Performance Analysis of Support Vector Machine (SVM) for Optimization of Fuzzy Based Epilepsy Risk Level Classifications Using Different Types of Kernel Functions from EEG Signal Parameters.

2009 
In this paper, we investigate the optimization of fuzzy outputs in the classification of epilepsy risk levels from EEG (Electroencephalogram) signals. The fuzzy techniques are applied as a first level classifier to classify the risk levels of epilepsy based on extracted parameters which include parameters like energy, variance, peaks, sharp spike waves, duration, events and covariance from the EEG signals of the patient. Support Vector Machine (SVM) may be identified as a post classifier on the classified data to obtain the optimized risk level that characterizes the patient's epilepsy risk level. Epileptic seizures result from a sudden electrical disturbance to the brain. Approximately one in every 100 persons will experience a seizure at some time in their life. Some times seizures may go unnoticed, depending on their presentation which may be confused with other events, such as a stroke, which can also cause falls or migraines.

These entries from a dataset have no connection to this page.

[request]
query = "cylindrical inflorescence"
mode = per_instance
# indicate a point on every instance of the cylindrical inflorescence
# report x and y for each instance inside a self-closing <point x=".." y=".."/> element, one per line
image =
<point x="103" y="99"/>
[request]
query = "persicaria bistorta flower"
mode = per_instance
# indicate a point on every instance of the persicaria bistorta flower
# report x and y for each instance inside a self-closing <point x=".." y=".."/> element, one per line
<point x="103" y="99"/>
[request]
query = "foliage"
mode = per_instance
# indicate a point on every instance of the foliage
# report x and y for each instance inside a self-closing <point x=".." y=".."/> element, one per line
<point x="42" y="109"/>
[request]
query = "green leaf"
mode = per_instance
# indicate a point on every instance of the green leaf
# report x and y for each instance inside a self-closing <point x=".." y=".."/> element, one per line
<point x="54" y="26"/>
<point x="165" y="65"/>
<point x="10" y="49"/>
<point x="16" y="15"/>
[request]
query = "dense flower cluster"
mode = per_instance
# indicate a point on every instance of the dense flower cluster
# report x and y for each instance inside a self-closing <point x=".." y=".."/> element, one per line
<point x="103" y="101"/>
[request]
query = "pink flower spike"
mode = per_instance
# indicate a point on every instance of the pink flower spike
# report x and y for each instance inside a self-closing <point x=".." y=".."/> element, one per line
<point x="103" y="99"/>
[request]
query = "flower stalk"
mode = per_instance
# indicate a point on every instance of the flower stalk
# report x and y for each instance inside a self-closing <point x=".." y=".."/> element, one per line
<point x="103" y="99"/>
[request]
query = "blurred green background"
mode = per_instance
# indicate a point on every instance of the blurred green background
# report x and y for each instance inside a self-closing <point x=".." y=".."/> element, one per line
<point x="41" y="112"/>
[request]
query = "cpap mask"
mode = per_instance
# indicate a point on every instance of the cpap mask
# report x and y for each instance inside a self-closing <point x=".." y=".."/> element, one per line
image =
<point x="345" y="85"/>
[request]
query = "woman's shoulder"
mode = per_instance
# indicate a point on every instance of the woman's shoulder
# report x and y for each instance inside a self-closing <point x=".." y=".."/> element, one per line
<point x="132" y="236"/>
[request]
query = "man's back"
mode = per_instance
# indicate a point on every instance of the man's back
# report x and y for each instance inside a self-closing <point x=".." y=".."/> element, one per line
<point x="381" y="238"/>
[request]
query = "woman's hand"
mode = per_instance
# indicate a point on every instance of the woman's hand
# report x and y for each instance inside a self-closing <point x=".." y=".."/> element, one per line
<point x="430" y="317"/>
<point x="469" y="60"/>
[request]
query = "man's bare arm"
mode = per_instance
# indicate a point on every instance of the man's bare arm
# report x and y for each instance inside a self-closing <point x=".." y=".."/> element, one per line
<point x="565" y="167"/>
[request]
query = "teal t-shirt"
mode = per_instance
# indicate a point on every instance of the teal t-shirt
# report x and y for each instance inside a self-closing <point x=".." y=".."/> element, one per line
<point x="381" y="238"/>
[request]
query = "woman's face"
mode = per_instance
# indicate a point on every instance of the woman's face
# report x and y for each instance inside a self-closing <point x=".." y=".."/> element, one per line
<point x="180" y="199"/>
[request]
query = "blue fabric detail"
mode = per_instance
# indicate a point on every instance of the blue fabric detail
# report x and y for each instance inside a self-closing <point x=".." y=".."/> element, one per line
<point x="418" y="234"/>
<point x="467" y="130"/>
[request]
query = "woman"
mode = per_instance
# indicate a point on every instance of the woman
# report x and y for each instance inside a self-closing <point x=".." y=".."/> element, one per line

Unfortunately, the occurrence of an epileptic seizure seems unpredictable and its process is very little understood The Performance Index (PI) and Quality Value (QV) are calculated for the above methods. A group of twenty patients with known epilepsy findings are used in this study. High PI such as 98.5% was obtained at QV's of 22.94, for SVM optimization when compared to the value of 40% and 6.25 through fuzzy techniques respectively. We find that the SVM Method out performs Fuzzy Techniques in optimizing the epilepsy risk levels. In India number of persons are suffering from Epilepsy are increasing every year. The complexity involved in the diagnosis and therapy is to be cost effective in nature. This paper is intended to synthesis a cost effective SVM mechanism to classify the epilepsy risk level of patients.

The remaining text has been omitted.